Author:枕头网   Time:2012-9-12 15:17:33


 

The agger of the London-Lewes Roman road, visible at Roman Road car park, Ashdown Forest.

Ashdown Forest contains a wealth of archeological features. Absence of ploughing, predominance of heathland and lack of building development have allowed archaeological sites to survive and remain visible.
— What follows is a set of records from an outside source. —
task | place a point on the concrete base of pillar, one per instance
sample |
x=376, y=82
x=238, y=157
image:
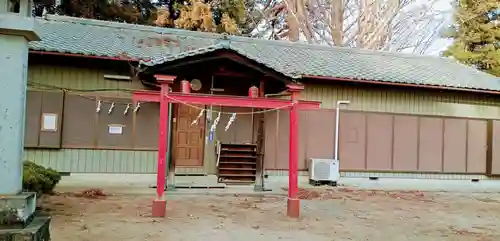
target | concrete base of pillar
x=171, y=187
x=258, y=188
x=159, y=208
x=17, y=211
x=37, y=230
x=293, y=208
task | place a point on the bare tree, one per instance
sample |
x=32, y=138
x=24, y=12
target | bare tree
x=393, y=25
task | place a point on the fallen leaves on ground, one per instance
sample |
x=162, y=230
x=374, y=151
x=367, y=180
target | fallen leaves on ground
x=94, y=193
x=359, y=194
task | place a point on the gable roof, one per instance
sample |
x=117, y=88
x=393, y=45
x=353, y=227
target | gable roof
x=295, y=60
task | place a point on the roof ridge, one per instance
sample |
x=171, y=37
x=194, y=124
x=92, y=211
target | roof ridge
x=127, y=26
x=337, y=48
x=188, y=33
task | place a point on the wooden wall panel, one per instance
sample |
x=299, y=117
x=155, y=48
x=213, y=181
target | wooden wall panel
x=319, y=133
x=147, y=122
x=379, y=142
x=405, y=156
x=352, y=141
x=271, y=140
x=240, y=130
x=455, y=146
x=494, y=165
x=79, y=128
x=32, y=119
x=283, y=139
x=52, y=103
x=476, y=146
x=430, y=145
x=115, y=118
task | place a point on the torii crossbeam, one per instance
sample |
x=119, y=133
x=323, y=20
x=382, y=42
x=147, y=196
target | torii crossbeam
x=165, y=97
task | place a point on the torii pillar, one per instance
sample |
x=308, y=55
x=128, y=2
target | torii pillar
x=16, y=31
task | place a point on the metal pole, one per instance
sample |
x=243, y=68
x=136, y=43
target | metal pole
x=337, y=123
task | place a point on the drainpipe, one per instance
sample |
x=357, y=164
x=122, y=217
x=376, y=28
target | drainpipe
x=337, y=122
x=170, y=175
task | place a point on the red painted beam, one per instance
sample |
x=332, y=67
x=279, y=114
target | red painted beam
x=146, y=96
x=223, y=100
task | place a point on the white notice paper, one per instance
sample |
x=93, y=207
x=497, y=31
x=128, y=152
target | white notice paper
x=49, y=122
x=116, y=130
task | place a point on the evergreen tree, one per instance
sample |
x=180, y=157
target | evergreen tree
x=476, y=35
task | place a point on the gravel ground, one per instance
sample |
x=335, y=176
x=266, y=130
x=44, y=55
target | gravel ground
x=327, y=214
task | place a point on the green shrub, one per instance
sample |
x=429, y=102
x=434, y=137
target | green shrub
x=39, y=179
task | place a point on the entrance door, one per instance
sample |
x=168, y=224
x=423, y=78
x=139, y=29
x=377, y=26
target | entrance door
x=189, y=138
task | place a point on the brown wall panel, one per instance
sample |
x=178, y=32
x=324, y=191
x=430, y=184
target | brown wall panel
x=379, y=142
x=352, y=141
x=405, y=157
x=118, y=118
x=319, y=133
x=32, y=119
x=476, y=146
x=271, y=140
x=495, y=148
x=147, y=122
x=455, y=145
x=52, y=103
x=430, y=144
x=79, y=122
x=303, y=133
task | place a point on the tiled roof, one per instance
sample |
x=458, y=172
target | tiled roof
x=296, y=60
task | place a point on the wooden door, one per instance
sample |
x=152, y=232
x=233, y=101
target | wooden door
x=188, y=139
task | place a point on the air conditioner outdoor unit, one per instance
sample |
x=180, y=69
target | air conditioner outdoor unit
x=324, y=170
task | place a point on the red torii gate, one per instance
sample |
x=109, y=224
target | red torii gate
x=165, y=97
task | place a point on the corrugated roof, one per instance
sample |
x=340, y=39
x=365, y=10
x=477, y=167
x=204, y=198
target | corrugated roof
x=161, y=45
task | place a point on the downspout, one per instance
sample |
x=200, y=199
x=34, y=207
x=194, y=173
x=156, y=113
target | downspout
x=170, y=185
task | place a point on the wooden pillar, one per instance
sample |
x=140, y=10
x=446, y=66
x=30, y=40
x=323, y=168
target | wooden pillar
x=293, y=203
x=159, y=203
More than 570 such sites have been identified, including Bronze Age round barrows, Iron Age enclosures, prehistoric field systems, iron workings from Roman times onwards, the Pale, medieval and post-medieval pillow mounds for the rearing of rabbits, and a set of military kitchen mounds between Camp Hill and Nutley dating from 1793 that are among the only surviving ones in the United Kingdom.[1] The earliest known trace of human activity in Ashdown Forest is a stone hand axe found near Gills Lap, which is thought to be about 50,000 years old.[2] The vast majority of finds however date from the Mesolithic (11,000-7,000 BP) and onwards into the modern era.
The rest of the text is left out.